We argue for the use of separate exchangeability as a modeling principle in Bayesian nonparametric (BNP) inference. Separate exchangeability is \emph{de facto} widely applied in the Bayesian parametric case, e.g., it naturally arises in simple mixed models. However, while in some areas, such as random graphs, separate and (closely related) joint exchangeability are widely used, it is curiously underused for several other applications in BNP. We briefly review the definition of separate exchangeability focusing on the implications of such a definition in Bayesian modeling.

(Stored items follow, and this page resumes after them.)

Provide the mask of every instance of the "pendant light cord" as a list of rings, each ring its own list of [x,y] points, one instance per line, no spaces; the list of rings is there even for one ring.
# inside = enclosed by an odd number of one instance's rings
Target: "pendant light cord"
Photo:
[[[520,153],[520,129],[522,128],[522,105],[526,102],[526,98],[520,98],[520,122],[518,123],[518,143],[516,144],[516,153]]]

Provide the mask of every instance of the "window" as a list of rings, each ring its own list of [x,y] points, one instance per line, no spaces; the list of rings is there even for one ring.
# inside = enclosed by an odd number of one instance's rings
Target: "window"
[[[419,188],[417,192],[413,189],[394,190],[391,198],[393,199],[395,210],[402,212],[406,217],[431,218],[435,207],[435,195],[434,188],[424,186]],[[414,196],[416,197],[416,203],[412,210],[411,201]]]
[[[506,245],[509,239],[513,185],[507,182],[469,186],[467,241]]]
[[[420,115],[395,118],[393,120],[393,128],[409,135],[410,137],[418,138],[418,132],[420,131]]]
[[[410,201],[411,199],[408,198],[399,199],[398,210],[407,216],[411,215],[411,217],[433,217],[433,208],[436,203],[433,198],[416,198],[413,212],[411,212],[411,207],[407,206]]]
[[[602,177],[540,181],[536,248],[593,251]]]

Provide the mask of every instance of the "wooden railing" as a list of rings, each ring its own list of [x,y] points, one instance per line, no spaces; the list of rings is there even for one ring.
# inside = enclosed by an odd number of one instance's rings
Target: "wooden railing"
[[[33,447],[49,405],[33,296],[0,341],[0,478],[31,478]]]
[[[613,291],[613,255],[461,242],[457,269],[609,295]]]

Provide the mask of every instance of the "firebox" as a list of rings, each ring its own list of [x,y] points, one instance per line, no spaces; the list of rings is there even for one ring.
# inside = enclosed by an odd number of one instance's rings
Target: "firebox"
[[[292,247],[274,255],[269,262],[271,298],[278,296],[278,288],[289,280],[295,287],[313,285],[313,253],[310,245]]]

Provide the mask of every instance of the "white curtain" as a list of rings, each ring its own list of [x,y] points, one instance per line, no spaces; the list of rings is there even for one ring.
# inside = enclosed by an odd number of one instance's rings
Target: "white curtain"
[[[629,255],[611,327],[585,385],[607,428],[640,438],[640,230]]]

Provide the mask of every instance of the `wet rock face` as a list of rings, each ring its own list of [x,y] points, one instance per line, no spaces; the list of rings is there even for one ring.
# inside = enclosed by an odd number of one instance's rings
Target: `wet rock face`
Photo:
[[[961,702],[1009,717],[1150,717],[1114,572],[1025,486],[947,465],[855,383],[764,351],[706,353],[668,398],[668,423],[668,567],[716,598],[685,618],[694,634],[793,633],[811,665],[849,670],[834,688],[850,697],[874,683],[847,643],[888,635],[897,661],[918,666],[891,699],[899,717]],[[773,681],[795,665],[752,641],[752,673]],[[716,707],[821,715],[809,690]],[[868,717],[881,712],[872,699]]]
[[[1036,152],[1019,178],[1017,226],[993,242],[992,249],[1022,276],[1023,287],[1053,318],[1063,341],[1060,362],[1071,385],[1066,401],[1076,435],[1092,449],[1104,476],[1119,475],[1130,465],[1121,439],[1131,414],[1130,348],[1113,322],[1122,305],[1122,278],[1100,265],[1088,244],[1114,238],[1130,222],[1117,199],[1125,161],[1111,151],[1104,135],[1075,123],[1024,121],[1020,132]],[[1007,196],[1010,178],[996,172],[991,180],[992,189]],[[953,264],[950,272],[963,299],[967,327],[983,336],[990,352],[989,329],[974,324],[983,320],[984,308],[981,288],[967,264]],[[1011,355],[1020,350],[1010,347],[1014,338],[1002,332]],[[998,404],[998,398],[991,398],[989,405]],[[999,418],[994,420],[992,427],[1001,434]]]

We then discuss two tractable classes of models that implement separate exchangeability that are the natural counterparts of familiar partially exchangeable BNP models. The first is nested random partitions for a data matrix, defining a partition of columns and nested partitions of rows, nested within column clusters. Many recent models for nested partitions implement partially exchangeable models related to variations of the well-known nested Dirichlet process. We argue that inference under such models in some cases ignores important features of the experimental setup. We obtain the separately exchangeable counterpart of such partially exchangeable partition structures. The second class is about setting up separately exchangeable priors for a nonparametric regression model when multiple sets of experimental units are involved. We highlight how a Dirichlet process mixture of linear models known as ANOVA DDP can naturally implement separate exchangeability in such regression problems. Finally, we illustrate how to perform inference under such models in two real data examples.

翻译：本文主张将分离可交换性作为贝叶斯非参数（BNP）推断中的建模原则。分离可交换性在贝叶斯参数模型中已被广泛采用（例如在简单混合模型中自然出现），但在BNP的诸多应用领域中却未得到充分重视——尽管在随机图等某些领域，分离可交换性及其密切相关的联合可交换性已被普遍使用。本文首先简要回顾分离可交换性的定义，重点阐述该定义对贝叶斯建模的启示。随后讨论两类可实现分离可交换性的易处理模型，它们与常见的部分可交换BNP模型形成自然对应。第一类是针对数据矩阵的嵌套随机划分，该模型定义列划分及嵌套于列簇内的行嵌套划分。当前许多嵌套划分模型实现了与经典嵌套狄利克雷过程变体相关的部分可交换模型，我们认为此类模型的推断在某些情况下会忽略实验设置的重要特征。为此，我们构建了与这类部分可交换划分结构相对应的分离可交换版本。第二类涉及在涉及多组实验单元的非参数回归模型中建立分离可交换先验。我们通过方差分析DDP（一种线性模型的狄利克雷过程混合模型）阐明如何在此类回归问题中自然实现分离可交换性。最后，通过两个实际数据案例展示如何在此类模型下进行统计推断。